Melupakannya adalah satu-satunya hal yang harus aku lakukan.

— Danara Larisa

♥♥♥

Semalaman Dana tak bisa tidur memikirkan perkataan yang dilontarkan Dina. Dana harus pulang kampung dan meminta penjelasan kepada orang tuanya.

Sebenarnya yang membingungkan Dana adalah sikap orang tuanya yang berbeda kepadanya dan Dina. Mamanya sangat sayang pada kakaknya itu. Walaupun papanya jarang berada di rumah karena dinas, tetapi dari kecil juga selalu Dina yang diperhatikan.

Lalu, kenapa pernyataan Dina terkesan tak logis? Bagaimana mungkin?

Kepala Dana seketika pening memikirkan ini semua.
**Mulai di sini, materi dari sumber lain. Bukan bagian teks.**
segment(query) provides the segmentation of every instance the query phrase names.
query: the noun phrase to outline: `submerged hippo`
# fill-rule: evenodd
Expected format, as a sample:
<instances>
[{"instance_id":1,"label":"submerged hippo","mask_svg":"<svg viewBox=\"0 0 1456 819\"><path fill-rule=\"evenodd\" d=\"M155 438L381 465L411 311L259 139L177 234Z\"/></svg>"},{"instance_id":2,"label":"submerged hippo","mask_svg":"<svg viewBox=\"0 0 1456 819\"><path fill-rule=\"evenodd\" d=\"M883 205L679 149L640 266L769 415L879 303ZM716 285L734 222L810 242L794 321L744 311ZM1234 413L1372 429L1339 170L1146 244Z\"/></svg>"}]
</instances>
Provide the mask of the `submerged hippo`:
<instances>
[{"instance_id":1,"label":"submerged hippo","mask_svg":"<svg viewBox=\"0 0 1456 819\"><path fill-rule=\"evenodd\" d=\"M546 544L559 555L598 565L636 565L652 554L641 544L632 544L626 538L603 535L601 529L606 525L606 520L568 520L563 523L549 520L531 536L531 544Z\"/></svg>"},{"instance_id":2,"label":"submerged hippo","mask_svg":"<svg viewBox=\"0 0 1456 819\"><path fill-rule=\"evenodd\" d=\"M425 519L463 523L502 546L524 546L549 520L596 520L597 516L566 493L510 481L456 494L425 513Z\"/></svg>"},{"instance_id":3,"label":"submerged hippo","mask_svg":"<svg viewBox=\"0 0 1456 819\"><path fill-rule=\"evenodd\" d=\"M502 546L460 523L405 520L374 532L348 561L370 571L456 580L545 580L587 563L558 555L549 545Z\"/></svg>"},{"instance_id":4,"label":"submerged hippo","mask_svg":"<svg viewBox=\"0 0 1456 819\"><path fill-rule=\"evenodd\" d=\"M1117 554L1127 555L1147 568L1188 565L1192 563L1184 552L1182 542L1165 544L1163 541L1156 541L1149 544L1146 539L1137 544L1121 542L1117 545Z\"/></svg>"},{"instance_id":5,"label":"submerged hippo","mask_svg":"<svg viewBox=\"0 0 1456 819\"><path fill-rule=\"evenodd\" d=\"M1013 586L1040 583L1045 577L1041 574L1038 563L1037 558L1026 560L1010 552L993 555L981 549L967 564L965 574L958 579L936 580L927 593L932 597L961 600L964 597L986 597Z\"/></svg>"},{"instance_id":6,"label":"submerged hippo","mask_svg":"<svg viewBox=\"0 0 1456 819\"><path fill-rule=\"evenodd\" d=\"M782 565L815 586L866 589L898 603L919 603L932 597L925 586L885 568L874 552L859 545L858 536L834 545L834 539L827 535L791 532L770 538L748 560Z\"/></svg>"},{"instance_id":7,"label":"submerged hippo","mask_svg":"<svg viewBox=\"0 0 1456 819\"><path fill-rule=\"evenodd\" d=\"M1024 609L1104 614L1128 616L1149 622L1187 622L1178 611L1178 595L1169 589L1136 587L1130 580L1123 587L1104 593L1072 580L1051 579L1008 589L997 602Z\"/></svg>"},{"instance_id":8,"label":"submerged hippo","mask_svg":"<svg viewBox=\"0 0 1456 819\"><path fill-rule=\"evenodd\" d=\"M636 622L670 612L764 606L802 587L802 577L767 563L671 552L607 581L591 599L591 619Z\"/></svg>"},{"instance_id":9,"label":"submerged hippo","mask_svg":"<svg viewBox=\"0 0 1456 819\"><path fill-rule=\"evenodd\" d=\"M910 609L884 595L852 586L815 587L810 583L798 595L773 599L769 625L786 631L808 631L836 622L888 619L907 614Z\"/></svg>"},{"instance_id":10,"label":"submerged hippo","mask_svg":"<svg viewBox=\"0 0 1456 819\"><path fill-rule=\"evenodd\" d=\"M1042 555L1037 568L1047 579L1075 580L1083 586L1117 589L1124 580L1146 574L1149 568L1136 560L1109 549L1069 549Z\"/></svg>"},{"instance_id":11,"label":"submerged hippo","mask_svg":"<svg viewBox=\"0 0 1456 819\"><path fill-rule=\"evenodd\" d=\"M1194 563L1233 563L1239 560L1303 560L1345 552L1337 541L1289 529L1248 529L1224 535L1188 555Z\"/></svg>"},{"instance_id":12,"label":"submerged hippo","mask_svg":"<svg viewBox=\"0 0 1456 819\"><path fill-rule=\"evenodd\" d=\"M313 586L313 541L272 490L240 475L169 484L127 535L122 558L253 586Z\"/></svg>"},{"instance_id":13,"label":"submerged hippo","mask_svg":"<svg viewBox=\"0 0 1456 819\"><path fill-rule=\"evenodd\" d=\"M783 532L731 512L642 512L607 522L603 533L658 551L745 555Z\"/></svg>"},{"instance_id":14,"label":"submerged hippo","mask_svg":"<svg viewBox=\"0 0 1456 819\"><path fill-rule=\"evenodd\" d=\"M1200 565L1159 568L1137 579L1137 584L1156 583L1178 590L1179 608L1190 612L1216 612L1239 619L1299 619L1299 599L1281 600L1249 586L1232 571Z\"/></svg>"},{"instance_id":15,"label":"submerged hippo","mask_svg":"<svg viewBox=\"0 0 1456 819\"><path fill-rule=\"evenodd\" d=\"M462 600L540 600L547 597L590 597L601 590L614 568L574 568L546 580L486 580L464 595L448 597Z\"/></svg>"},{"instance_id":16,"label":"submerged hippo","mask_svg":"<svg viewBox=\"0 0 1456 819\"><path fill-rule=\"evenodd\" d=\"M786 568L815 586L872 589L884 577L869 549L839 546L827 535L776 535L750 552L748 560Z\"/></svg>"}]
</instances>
Tanpa sadar dia meremas rambut-rambutnya hingga membuat Megan menatapnya heran.

"Kenapa, Dan?"

Dana sedikit kaget ketika melihat Megan menatapku dengan tatapan menyelidik.

"Ada masalah?" tanya Megan lagi.

"Nggak papa, Meg," jawab Dana pelan.

"Ya udah tidur gih. Besok pagi kan ada kelas. Entar telat bangun lagi."

"Iya."

Tak perlu menunggu waktu lama, Megan sudah terlelap tidur. Kadang Dana suka iri dengannya. Hanya dengan memejamkan mata saja, Megan sudah bisa masuk ke alam mimpi.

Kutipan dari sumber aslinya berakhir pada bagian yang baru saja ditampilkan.